En cuanto a Guiteras, rememora que supo sortear obstáculos «como quien sale vivo de una emboscada». Le atribuye pifias porque «hizo confianza en quien no lo merecía, y llamó su amigo a quien sería traidor y supuso talento en algún cretino». Pero «tenía el secreto de la fe en la victoria final (...) era como un imán de hombres... Tampoco tuvo nada de perfecto».
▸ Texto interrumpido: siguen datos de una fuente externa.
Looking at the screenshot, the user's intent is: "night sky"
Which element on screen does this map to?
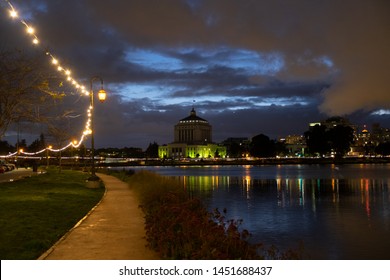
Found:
[0,0,390,148]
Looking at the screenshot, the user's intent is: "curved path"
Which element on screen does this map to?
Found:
[39,174,158,260]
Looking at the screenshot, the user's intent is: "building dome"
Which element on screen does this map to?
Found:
[179,108,209,124]
[174,108,212,144]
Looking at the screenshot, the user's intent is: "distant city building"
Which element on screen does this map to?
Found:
[279,135,306,156]
[371,123,390,145]
[158,108,226,158]
[222,137,251,158]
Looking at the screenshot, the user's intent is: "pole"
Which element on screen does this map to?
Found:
[89,76,103,181]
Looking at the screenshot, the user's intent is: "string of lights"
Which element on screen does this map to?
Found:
[0,0,93,158]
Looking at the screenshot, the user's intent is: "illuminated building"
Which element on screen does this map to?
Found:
[158,108,226,158]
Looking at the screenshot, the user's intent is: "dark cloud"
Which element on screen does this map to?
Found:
[0,0,390,147]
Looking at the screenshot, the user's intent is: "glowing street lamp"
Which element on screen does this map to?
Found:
[88,76,107,181]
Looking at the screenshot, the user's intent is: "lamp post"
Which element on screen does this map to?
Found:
[88,76,107,181]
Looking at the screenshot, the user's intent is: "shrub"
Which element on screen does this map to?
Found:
[117,171,299,260]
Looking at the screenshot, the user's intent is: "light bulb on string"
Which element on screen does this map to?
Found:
[9,9,18,18]
[4,0,102,157]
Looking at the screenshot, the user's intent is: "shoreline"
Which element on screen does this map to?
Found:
[98,157,390,167]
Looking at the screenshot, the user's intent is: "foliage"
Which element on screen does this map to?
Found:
[250,134,276,157]
[305,125,330,157]
[0,170,104,260]
[145,142,158,158]
[305,125,354,157]
[113,171,299,260]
Carlos y Antonio. Tenían que morir, porque el Imperialismo «siempre da en la diana. Nunca pierde un tiro». Pero en lo común de sus legendarias vidas, se hicieron gigantes de una obra monstruosamente bella: la revolución. A esa espiral, como personaje vivo y actuante, dedica Pablo parte notable de su crónica. Define, contornea, esculpe en el aire la silueta apasionante del torbellino. «La revolución no es el sueño de un poeta solitario, sino la canción imponente y sombría de la muchedumbre en marcha».